Both Henry and Kunz made rifles in the style of the Philadelphia School. The identifying characteristic of the Philadelphia School is the pineapple finial as seen on the trigger guard of the JJ Henry marked rifle above.
The Philadelphia gun makers copied the pineapple finial directly from the English.
You mention Dickert, Oerter, and Beck. I'll throw Andreas Albrecht in there, too. We know of no direct connection between Dickert and Albrecht or Oerter, but we see a lot of characteristics in Dickert's carving that appear on Albrecht attributed rifles as well as the one surviving signed rifle. Somebody surely was copying somebody there.
Isn't the existence of identifiable "schools" evidence that gun makers in that school were "copying" each other? I don't know who first used the "daisy" patch box, but it sure looks like a lot of gun makers copied it on their rifles.
Isn't there also evidence of a gun maker who was trained and worked in one area or school that moved to another area and adopted or copied characteristics of that school in his rifles?
Jacob Kunz may be a good example of this having lived and worked in the Lehigh Valley area of eastern Pennsylvania before he moved to Philadelphia in 1810. This is the Kunz rifle in the Metropolitan Museum in New York which is very much in the Lehigh Valley school and different than his later Philadelphia school rifles or the half stock flintlock pictured above.

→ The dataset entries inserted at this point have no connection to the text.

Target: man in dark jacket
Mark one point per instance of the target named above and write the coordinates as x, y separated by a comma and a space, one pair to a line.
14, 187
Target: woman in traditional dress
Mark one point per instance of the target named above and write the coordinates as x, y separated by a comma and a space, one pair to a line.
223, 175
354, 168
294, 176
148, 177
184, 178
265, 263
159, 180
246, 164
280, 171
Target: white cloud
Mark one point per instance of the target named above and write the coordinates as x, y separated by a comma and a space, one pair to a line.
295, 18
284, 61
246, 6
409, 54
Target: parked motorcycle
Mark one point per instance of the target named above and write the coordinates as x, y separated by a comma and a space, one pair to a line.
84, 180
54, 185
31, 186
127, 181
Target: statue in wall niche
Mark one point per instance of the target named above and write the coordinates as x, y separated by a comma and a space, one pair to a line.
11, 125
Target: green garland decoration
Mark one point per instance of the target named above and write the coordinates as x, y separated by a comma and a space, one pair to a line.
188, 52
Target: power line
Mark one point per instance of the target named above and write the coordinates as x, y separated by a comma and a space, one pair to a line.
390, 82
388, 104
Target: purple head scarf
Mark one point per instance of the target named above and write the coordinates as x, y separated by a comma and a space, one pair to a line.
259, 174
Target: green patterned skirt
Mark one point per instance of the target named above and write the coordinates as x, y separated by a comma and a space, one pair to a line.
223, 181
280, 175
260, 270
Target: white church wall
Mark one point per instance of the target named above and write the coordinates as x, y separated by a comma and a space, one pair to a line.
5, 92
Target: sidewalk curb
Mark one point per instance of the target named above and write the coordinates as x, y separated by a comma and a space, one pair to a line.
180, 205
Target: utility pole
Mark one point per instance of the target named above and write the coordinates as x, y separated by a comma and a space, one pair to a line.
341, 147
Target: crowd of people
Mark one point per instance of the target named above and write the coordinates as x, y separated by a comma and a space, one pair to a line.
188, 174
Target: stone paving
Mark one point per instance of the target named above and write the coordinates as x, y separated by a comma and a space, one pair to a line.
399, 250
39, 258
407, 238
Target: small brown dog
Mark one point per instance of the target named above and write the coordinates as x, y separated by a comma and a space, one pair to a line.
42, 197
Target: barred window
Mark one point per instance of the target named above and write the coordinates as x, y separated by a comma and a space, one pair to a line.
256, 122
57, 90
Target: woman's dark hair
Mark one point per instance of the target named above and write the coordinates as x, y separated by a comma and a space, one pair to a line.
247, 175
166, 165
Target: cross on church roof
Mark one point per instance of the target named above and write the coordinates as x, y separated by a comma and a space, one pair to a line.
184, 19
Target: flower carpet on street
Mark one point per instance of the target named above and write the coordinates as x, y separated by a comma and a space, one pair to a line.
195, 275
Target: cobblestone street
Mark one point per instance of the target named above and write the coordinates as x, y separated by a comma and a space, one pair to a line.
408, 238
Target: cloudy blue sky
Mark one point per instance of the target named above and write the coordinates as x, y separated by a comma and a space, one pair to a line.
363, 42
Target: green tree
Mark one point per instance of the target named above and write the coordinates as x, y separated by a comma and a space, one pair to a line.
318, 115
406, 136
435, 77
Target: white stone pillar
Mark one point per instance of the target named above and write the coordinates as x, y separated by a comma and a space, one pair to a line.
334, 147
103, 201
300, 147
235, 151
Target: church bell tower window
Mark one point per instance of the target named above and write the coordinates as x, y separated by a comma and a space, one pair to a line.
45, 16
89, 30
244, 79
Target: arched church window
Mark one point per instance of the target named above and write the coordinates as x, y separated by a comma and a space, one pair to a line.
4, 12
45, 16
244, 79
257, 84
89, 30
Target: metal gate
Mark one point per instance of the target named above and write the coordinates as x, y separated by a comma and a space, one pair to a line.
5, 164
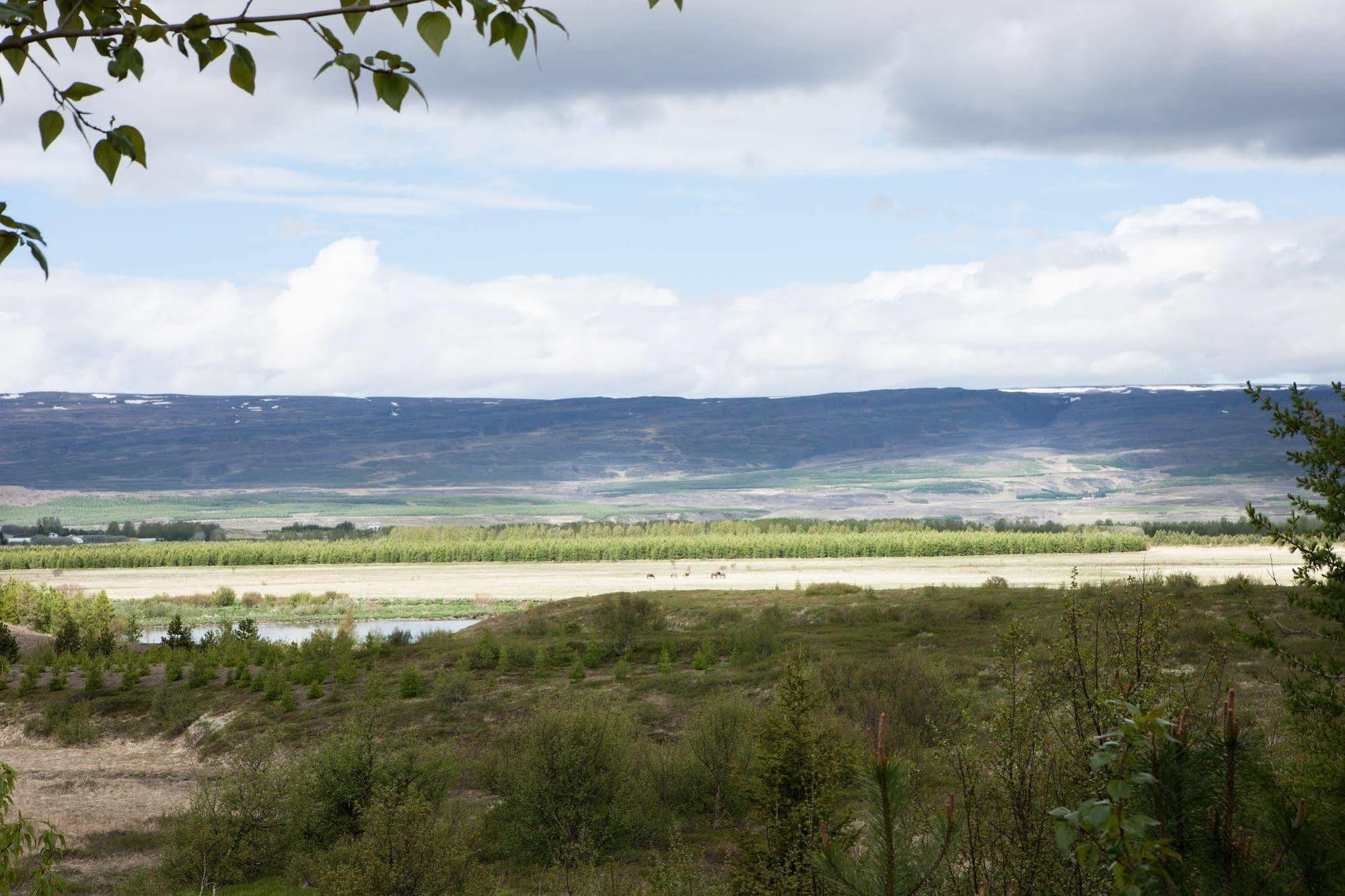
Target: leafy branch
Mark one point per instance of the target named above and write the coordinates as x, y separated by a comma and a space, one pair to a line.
121, 30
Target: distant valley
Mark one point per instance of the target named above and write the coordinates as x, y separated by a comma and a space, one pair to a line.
1062, 454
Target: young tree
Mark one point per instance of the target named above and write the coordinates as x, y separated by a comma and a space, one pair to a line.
1315, 687
178, 636
802, 770
131, 34
20, 840
719, 737
892, 860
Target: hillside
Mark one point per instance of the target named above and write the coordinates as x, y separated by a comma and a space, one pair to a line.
105, 442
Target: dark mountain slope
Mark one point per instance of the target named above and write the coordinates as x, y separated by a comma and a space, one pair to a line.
65, 441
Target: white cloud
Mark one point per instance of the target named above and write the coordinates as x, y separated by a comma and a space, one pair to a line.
1204, 291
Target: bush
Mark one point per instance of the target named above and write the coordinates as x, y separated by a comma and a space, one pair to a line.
592, 656
202, 675
704, 657
93, 676
172, 712
8, 645
410, 685
567, 785
67, 723
453, 687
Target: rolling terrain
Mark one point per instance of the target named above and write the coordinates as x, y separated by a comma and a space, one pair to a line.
1059, 454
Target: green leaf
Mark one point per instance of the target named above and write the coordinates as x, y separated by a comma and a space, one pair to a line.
390, 88
502, 28
40, 259
518, 41
78, 91
248, 28
7, 244
106, 158
196, 28
353, 20
16, 57
242, 71
50, 127
433, 29
137, 145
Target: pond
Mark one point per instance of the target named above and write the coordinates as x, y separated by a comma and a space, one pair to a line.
295, 633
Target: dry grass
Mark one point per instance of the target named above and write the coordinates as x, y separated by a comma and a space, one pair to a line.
110, 786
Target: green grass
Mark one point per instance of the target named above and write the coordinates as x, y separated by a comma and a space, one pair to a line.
723, 540
100, 512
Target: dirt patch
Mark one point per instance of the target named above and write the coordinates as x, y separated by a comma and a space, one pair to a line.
110, 786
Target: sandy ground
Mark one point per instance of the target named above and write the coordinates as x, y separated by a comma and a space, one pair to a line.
554, 582
113, 785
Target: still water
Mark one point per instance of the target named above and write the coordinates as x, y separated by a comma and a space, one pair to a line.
295, 633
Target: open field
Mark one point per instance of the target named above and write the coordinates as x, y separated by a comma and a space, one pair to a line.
476, 706
110, 786
558, 581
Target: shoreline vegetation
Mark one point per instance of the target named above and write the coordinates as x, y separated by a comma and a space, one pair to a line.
721, 540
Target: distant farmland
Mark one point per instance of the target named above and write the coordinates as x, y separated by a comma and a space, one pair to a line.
542, 544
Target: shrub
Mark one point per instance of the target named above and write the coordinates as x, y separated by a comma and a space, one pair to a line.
67, 637
202, 675
986, 610
830, 589
592, 656
93, 676
567, 788
453, 687
624, 617
67, 723
172, 711
410, 685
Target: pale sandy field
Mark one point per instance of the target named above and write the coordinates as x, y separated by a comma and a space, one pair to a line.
113, 785
556, 582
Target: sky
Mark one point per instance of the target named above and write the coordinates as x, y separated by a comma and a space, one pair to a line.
741, 198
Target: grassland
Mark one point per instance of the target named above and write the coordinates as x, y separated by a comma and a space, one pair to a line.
476, 546
92, 511
926, 657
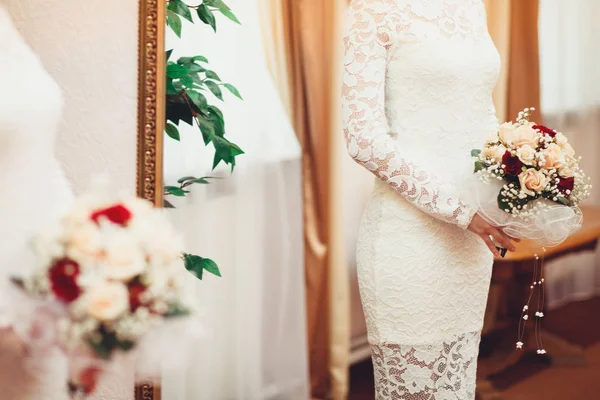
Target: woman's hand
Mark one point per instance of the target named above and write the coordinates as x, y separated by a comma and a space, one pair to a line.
484, 230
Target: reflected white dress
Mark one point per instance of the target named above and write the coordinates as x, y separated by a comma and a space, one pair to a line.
418, 82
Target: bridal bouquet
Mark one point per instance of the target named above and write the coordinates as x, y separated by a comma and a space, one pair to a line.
106, 278
531, 182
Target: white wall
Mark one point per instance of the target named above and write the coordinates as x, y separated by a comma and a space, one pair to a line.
90, 48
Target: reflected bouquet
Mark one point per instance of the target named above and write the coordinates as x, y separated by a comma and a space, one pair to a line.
106, 277
530, 182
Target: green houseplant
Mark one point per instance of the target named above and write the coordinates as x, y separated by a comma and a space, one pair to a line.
193, 90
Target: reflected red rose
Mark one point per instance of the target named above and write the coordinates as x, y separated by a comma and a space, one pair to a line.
135, 292
63, 280
566, 184
512, 165
117, 214
89, 379
544, 129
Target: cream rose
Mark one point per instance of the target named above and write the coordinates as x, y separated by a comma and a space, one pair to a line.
553, 157
565, 172
123, 260
526, 136
561, 139
532, 181
568, 149
106, 301
506, 133
526, 154
85, 243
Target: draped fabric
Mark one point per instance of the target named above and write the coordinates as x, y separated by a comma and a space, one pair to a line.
570, 97
310, 33
250, 222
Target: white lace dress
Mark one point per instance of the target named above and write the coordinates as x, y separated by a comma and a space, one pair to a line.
418, 81
35, 192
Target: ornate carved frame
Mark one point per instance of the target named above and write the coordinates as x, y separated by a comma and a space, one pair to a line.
151, 112
151, 121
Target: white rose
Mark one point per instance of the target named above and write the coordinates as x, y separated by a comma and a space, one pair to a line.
526, 136
565, 172
526, 154
506, 133
124, 259
494, 153
85, 243
568, 149
561, 139
532, 181
106, 301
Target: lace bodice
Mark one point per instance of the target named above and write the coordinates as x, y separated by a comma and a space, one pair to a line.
407, 64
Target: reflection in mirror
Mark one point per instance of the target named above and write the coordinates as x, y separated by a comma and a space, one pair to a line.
231, 170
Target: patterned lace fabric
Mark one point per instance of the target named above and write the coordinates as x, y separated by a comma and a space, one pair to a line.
441, 371
374, 27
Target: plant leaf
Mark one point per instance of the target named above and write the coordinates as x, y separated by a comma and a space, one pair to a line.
174, 22
233, 90
227, 12
215, 89
175, 71
212, 75
211, 267
206, 16
176, 191
172, 131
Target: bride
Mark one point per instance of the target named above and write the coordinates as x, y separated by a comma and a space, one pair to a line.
417, 88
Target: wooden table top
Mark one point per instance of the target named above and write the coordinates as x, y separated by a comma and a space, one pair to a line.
590, 231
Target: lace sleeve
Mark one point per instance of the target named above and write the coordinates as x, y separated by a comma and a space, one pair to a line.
365, 124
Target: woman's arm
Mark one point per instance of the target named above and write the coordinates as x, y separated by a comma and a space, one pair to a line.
365, 123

You say, "We don’t see J&S Hawken rifles with English buttplates." But don't we see J&S Hawken rifles with English scroll trigger guards?
Hanson went through
Missouri Republican newspapers from 1823 to 1840 to "glean any real idea of the nature and extent of the goods offered by the many merchants of St. Louis." Here is a scan of a page from his book showing some of the ads he found. There are lots of references to English, French, and even German guns in the ads. Note the April 9, 1833 ad for Leverett & Thomas of New York that offered English guns varying from $4 to $100. A NW trade gun cost AFC about $4, but it's hard to imagine what a $100 (in 1833 dollars) gun looked like. Another interesting ad is the one for Bentzen & Kloppenburg on Nov. 14, 1834 that lists English, French, and German double and single barrel guns and rifles.
Maybe we're talking semantics here. You may find "copied" too strong a word. "Incorporated in" or "influenced by" may be more acceptable to you.
There is ample evidence that English sporting guns and rifles were imported into the US and found their way to St. Louis where the Hawken brothers would have been exposed to them. I think they also had indirect English exposure from guns and gun parts made in Philiadelphia and marketed in St. Louis. Tryon was a major wholesaler of gun parts. The patch boxes on the Medina Hawken and the Leonard Hawken, for example, are like commercial patch boxes that Tryon marketed.
The style of breech bolster on this Henry Deringer rifle made in 1829 is very similar to some we see on J&S Hawken rifles and was probably copied from English guns.